Timelapse - Vom Bild zum Film

Bei Timelapse, also Zeitrafferaufnahmen, handelt es sich lediglich um einen Sack voller Fotos der zu einem Film zusammengeklebt wird. Mit der Anzahl der Fotos bestimmt man die Länge und die "Flüssigkeit" des Films.

Hier haben wir eine einfache Aussenaufnahme in zwei Varianten. Die Fotos sind dabei dieselben. Alle sieben Sekunden ein Foto, 130 mal, ne knappe viertel Stunde. Die Aufnahme unterscheidet sich dabei nur in der Nachbearbeitung. Alle Fotos in Virtual Dub geworfen, einmal mit 10 und einmal mit 25 Bildern pro Sekunde wieder rausgefischt.
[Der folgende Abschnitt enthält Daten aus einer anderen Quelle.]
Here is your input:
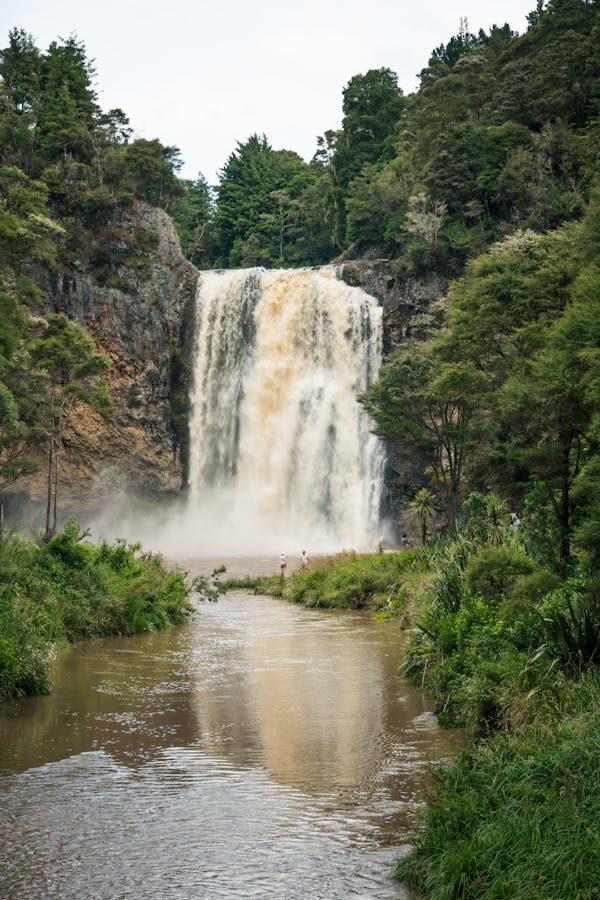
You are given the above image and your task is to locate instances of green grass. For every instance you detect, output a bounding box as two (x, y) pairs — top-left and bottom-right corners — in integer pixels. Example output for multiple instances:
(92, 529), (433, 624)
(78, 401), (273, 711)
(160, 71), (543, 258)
(283, 550), (415, 615)
(395, 670), (600, 900)
(0, 519), (191, 697)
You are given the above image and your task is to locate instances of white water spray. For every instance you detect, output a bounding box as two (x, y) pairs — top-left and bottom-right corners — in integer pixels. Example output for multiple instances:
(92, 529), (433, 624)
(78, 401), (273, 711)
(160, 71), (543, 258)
(189, 268), (384, 554)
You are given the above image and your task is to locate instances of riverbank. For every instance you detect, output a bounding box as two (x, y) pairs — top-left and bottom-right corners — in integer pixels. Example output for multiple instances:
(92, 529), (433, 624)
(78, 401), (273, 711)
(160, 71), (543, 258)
(240, 522), (600, 900)
(0, 519), (191, 698)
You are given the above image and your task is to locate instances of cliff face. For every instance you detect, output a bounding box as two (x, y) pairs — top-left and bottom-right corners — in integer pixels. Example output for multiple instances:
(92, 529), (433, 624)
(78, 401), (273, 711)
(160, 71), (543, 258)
(339, 259), (448, 355)
(16, 203), (198, 507)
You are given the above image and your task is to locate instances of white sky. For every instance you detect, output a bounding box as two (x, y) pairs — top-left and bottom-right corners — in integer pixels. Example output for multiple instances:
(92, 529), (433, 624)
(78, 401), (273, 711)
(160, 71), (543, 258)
(0, 0), (536, 184)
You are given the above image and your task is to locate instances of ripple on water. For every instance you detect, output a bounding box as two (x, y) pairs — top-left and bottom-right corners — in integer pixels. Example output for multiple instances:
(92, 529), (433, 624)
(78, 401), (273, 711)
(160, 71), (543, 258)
(0, 595), (456, 900)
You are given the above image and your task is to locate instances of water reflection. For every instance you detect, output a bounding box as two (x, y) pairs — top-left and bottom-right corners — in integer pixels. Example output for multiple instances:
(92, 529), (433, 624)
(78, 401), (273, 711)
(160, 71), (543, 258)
(0, 594), (459, 898)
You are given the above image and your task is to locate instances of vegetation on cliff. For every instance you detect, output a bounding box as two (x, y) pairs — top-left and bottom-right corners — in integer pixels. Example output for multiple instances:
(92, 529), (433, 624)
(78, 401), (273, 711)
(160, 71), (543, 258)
(0, 519), (191, 698)
(172, 0), (600, 275)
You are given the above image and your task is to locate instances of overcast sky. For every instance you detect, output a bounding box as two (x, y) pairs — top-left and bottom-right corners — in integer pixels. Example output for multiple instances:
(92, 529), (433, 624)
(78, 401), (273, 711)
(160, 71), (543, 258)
(0, 0), (536, 184)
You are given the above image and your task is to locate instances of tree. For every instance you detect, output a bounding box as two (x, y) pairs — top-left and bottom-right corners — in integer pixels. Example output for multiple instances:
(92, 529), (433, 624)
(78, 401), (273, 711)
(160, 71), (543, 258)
(38, 37), (100, 163)
(214, 134), (314, 267)
(360, 345), (487, 528)
(171, 172), (214, 268)
(31, 315), (110, 540)
(409, 488), (435, 545)
(120, 138), (183, 209)
(330, 68), (405, 248)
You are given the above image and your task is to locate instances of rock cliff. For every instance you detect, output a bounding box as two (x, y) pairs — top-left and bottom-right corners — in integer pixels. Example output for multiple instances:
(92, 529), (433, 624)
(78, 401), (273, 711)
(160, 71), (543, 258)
(16, 203), (198, 508)
(338, 259), (448, 354)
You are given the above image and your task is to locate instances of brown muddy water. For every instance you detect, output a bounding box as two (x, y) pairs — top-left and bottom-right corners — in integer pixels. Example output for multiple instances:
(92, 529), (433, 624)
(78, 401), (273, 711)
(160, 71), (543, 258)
(0, 561), (461, 900)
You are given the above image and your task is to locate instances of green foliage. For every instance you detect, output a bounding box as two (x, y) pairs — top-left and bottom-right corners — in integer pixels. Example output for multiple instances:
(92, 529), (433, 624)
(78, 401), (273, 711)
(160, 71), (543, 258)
(395, 672), (600, 900)
(0, 518), (191, 697)
(282, 550), (415, 615)
(465, 544), (535, 600)
(542, 585), (600, 673)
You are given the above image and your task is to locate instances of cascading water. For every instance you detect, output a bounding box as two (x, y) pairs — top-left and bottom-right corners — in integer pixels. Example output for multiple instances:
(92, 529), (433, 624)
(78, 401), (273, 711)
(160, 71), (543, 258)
(189, 268), (384, 554)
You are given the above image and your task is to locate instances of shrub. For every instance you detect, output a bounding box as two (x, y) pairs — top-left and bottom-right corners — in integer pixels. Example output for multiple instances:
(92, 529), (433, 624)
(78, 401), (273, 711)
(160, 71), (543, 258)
(0, 518), (191, 697)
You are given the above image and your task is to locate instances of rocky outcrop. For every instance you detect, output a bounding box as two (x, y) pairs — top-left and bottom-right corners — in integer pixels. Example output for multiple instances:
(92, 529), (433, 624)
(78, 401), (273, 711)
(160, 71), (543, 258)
(17, 203), (198, 507)
(338, 259), (448, 354)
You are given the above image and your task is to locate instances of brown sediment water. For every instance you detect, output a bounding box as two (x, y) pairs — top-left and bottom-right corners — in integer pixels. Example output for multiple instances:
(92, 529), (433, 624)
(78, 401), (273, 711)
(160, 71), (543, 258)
(0, 560), (461, 900)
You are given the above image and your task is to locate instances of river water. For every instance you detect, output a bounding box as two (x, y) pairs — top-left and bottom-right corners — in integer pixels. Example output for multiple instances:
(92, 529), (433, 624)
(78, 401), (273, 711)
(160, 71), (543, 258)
(0, 560), (460, 900)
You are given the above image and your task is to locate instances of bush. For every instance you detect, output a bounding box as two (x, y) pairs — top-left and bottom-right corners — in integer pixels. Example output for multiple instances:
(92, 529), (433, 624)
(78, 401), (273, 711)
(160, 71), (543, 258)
(396, 672), (600, 900)
(0, 518), (191, 697)
(283, 550), (415, 615)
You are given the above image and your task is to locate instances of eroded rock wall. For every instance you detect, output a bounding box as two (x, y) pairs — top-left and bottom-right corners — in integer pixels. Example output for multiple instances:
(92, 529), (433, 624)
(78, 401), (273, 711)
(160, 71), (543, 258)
(15, 203), (198, 507)
(339, 259), (448, 355)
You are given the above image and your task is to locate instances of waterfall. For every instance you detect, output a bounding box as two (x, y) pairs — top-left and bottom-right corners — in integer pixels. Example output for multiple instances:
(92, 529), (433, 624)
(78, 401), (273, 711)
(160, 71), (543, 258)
(189, 268), (384, 555)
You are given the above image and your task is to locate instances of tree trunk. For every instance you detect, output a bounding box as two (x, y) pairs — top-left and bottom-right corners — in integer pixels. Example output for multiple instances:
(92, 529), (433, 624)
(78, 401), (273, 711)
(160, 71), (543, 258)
(44, 436), (54, 542)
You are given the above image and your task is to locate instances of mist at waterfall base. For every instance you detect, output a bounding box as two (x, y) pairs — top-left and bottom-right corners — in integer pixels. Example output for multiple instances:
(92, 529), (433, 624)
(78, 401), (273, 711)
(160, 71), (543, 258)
(91, 267), (385, 558)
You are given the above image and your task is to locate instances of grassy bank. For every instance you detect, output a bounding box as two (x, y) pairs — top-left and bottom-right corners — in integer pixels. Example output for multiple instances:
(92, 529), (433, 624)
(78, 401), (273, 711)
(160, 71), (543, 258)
(262, 519), (600, 900)
(396, 671), (600, 900)
(225, 551), (419, 615)
(0, 519), (191, 697)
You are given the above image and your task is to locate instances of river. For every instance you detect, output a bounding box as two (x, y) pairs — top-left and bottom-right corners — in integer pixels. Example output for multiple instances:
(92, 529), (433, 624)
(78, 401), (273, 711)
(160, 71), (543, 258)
(0, 566), (460, 900)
Bei 10 Bildern entsteht dabei der Eindruck eines Zeitraffers und man kann dem einzelnen Bild mehr Aufmerksamkeit entgegenbringen.
 

Bei 25 Bildern pro Sekunde läuft der Film viel flüssiger, allerdings kann es dabei passieren, dass die Details verloren gehen, da sie viel zu schnell vorbeiziehen. Außerdem ist der Streifen ja viel schneller vorbei!
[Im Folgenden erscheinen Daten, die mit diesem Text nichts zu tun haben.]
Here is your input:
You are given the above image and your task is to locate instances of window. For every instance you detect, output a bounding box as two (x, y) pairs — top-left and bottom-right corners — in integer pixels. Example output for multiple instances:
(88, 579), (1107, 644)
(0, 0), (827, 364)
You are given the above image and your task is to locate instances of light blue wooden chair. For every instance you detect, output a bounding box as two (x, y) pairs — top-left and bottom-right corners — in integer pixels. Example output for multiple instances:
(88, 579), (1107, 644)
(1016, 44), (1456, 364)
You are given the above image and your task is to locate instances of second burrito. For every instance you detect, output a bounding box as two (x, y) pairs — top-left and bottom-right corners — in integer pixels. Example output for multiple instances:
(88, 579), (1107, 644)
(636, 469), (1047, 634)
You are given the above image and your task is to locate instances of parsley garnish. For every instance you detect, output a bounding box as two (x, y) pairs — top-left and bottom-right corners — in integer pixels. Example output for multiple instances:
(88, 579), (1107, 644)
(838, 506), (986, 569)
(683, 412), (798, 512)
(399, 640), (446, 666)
Da man ja nun einen "richtigen" Film hat, kann man die Vorteile des Films und der Fotobearbeitung wunderbar miteinander verbinden. Also schnell 610 Fotos gemacht, die man alle einzeln optimieren kann, dazu noch ein wenig Musik und ein Wasserzeichen und voilà:

Ein interessanter Film der 4 Stunden Arbeit in wenige Minuten zusammenfasst.